Governments were long ago captured by corporations.
They will never adopt the Daman Model on a broad scale.
Short-term corporate profit matters far more than long-term human flourishing.
It’s up to the church of Jesus to love and serve the poor.
What could Christians do with the Daman Model?
Churches could build sustainable neighborhoods and villages jam-packed with affordable eco-housing for real local working families.
Small groups and like-minded entrepreneurs could organize organic co-ops like Suma to ensure workers receive 100% of the value of their labor without the need for vampirical shareholders.
Christian-led companies could leverage their market cap to put solar panels on every church roof and parking lot in the nation.
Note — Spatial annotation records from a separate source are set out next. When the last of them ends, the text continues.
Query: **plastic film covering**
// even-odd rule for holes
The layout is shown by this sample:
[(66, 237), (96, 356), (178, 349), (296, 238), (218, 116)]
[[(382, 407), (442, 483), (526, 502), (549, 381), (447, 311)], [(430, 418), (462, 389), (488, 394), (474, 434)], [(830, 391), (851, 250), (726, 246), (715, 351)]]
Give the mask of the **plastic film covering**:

Denominations could acquire huge amounts of land and build entirely new eco-powered cities, like modern day versions of the Desert Fathers and their cities of God. The modern church’s radical new cities and kingdom-centered economic structures would attract the world (especially the poor) and lead an untold number of people to Jesus.
Quite literally every church could leverage their church’s credit to create debt-free assets that bless the world in the name of Jesus.
There are ~350,000 churches in America alone. If half of these churches build even a $5.75 million community project using the Daman Model, they would create more than a trillion dollars worth of kingdom assets that could advance the gospel and bless the poor—schools, hospitals, daycares, old folks homes, co-ops, houses, condo towers, neighboorhoods, villages, towns, and entire cities.
This is how we save civilization from big governments and bigger corporations.
The myth of utopia
Will the Daman Model turn every city, county, state, and country into utopia?
Of course not.
The word utopia comes from two Greek words which mean “no place.”
Building heaven on earth is impossible because humans are hellish creatures.
And our corporations are even worse.
But if Christians and their churches decided to re-build our cities, nation, our world using the Daman Model, it would sure be a lot better than the corrupt parasitical mess we’ve currently got.
And the world might actually start to see some churches acting like Christians.